Love others as yourself is a holy endorsement greed, says Goldman exec. Where's the hellfire?

Published November 4, 2009 7:27PM (EST)

It has come to this: desperate bankers are appearing in churches in order to make the claim that Jesus would have had no problem with million-dollar bonuses and  subprime mortgage-backed securities.

OK -- maybe, that's a slight exaggeration. But what else is one to make of that news, reported by Bloomberg, that Barclays CEO John Varley told the "packed pews" of St. Martin-in-the-Fields on London's Trafalgar Square last night that "profit is not satanic."

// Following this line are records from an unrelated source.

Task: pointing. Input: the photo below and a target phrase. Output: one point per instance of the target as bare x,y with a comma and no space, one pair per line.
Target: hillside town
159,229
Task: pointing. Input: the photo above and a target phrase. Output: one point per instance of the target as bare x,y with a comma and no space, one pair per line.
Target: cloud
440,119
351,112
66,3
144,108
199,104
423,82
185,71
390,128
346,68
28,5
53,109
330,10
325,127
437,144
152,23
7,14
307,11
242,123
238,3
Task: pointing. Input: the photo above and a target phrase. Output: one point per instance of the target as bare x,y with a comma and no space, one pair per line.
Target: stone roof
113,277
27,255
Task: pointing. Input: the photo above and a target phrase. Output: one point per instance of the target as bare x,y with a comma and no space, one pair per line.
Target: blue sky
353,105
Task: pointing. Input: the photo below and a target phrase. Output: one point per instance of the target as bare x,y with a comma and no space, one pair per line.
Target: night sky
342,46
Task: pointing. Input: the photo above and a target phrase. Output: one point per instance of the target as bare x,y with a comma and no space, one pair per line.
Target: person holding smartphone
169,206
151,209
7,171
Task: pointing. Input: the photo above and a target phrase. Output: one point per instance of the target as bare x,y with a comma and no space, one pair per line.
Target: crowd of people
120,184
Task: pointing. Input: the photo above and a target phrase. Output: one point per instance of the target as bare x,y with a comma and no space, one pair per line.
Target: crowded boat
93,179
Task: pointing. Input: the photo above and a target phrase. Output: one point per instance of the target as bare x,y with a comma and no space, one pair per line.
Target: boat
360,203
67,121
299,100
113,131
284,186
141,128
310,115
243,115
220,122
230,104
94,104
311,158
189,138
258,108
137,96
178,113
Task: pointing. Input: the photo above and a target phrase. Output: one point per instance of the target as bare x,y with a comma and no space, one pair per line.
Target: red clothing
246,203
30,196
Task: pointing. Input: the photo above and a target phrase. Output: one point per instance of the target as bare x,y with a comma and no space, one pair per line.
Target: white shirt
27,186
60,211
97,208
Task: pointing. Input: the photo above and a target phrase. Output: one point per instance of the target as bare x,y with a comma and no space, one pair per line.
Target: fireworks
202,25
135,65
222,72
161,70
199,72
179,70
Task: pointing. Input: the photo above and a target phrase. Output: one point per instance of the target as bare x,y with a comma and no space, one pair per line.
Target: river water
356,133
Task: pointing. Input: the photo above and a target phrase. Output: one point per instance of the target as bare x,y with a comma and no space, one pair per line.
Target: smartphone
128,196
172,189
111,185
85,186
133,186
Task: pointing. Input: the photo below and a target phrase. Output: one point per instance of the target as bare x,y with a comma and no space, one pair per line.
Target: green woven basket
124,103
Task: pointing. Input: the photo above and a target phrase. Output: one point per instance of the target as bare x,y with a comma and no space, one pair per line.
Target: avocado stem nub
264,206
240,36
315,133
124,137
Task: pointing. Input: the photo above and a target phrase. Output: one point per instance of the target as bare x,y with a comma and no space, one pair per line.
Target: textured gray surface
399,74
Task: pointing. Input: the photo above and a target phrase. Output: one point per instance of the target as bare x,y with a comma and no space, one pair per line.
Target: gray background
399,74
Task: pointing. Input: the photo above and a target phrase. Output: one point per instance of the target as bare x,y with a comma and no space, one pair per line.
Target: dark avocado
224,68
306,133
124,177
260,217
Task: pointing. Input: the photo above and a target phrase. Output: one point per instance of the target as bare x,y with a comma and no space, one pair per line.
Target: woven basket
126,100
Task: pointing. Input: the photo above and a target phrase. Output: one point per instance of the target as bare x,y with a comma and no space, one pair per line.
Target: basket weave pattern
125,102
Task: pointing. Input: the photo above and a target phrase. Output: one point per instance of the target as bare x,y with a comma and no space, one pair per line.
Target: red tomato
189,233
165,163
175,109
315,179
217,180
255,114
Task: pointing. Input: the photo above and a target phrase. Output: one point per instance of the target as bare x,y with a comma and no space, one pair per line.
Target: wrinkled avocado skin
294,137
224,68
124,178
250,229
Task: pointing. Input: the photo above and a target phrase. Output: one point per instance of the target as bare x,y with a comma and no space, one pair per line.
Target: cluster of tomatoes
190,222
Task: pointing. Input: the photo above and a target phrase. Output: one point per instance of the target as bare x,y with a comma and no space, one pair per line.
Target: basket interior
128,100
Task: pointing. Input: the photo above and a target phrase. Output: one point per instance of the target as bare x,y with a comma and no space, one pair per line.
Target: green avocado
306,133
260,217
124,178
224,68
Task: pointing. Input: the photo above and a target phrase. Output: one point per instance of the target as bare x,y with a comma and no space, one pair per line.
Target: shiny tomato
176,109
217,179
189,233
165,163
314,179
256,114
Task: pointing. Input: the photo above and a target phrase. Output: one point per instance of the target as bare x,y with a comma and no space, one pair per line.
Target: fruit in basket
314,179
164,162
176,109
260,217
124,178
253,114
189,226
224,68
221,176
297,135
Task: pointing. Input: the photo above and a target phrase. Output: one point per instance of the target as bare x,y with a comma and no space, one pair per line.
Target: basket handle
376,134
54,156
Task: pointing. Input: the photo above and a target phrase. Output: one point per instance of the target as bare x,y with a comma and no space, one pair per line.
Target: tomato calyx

The 53-year-old head of Britain's second-biggest bank said banks are the "backbone" of the economy. Rewarding high-performing bankers with more pay doesn't conflict with Christian values, he said. Varley was paid 1.08 million pounds ($1.77 million) and no bonus in 2008.

Varley's comments came just two weeks after Goldman Sachs International advisor Brian Griffiths told an audience at St Paul's Cathedral that "the injunction of Jesus to love others as ourselves is an endorsement of self-interest."

It is tempting to make some comments here about having the money-changers getting expelled from the temple, but that would be too easy. There's also that little problem about rich people encountering difficulties getting into heaven, but the Conservabible has already fixed that.

What the bankers are somehow missing, however, is that part of the gospel in which Jesus preaches: If we the taxpayer bail you out, saving your bank and your job, we also have a right to condemn you to eternal damnation when you get a big fat bonus, while we stand in line for our unemployment checks. Is that really so hard to understand?